One of the requirements of our configuration code is that it must be idempotent - re-running the configuration script should not change the configuration if it’s already in the desired state. In the context of Graylog this means querying the endpoint, comparing the result and making changes. Let’s have a look at three tasks that create a so called “input” on Graylog:
- name: List inputs
uri:
user: "{{ graylog_login_token }}"
password: token
url: "{{ graylog_api_url }}/system/inputs"
return_content: yes
register: graylog_inputs
When using the return_content
parameter with the uri
task, you can store the returned JSON in a variable. If the returned content type is application/json
, the variable will have a json
key that contains the JSON data structure. We created the API token in a previous uri
call, not shown here.
- name: Check if we already have a UDP input
set_fact:
graylog_has_gelf_udp: >-
{{
graylog_inputs.json
| json_query(
'inputs[?
type == `org.graylog2.inputs.gelf.udp.GELFUDPInput`
&&
attributes.port == `12201`
]'
)
| list
| length > 0
}}
This task sets the boolean variable graylog_has_gelf_udp
. At first, this might look daunting, so let’s go through all the concepts:
We set the value for graylog_has_gelf_udp
in a YAML “multiline block with chomping indicator”, indicated by the characters >-
. The >
means that the YAML parser will remove all newlines, the -
means that the YAML parser will also compact all the whitespace at the start of each line. The benefit of using this style is that we can structure our query expression with newlines and whitespace, while Ansible still gets one line of text.
The json_query
function expects a JMESPath expression. JMESPath is a query language for JSON. We query the graylog_inputs.json
variable, stored in the previous task. The JSON contains an array called inputs
. We query each object in the input array for its type
- a Java classname - and the port
. The query result will be the modified inputs
, containing only objects that matched our query. If no objects matched, the array will be empty.
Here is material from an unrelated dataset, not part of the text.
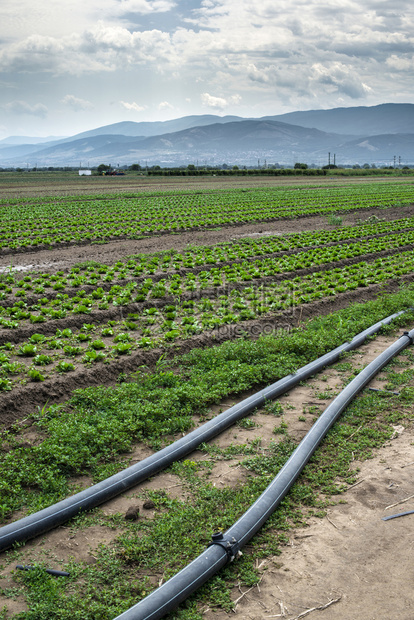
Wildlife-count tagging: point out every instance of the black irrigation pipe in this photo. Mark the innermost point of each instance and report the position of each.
(51, 517)
(224, 548)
The query result from json_query
is a Python generator. We can’t use this directly, since our criteria for “Should we create a new input” is the fact that the list of existing inputs is empty. We need to convert the generator to a list, using the list
function.
- name: Create input
uri:
method: POST
user: "{{ graylog_login_token }}"
password: token
url: "{{ graylog_api_url }}/system/inputs"
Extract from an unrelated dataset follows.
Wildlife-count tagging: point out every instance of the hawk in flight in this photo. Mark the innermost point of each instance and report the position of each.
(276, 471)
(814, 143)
body: "{{ lookup( 'file', 'files/udp_input.json' ) }}"
body_format: json
return_content: yes
status_code: 201
when: not graylog_has_gelf_udp
The final task uses uri
again to communicate with the REST endpoint. In true REST fashion, the URL endpoint is the same as the one we used for listing the inputs, but the HTTP method is POST
. Also, the server returns the HTTP status code 201 - Created
, which we check to make sure that our input worked. We read the data on how we want the input configuration to look like from a file.
This setup works well for us at the moment. But it has the drawback of being verbose - For each configuration, we need three Ansible tasks and a query that looks complicated. In the future, we might create a custom script that communicates with the REST API and does the comparison.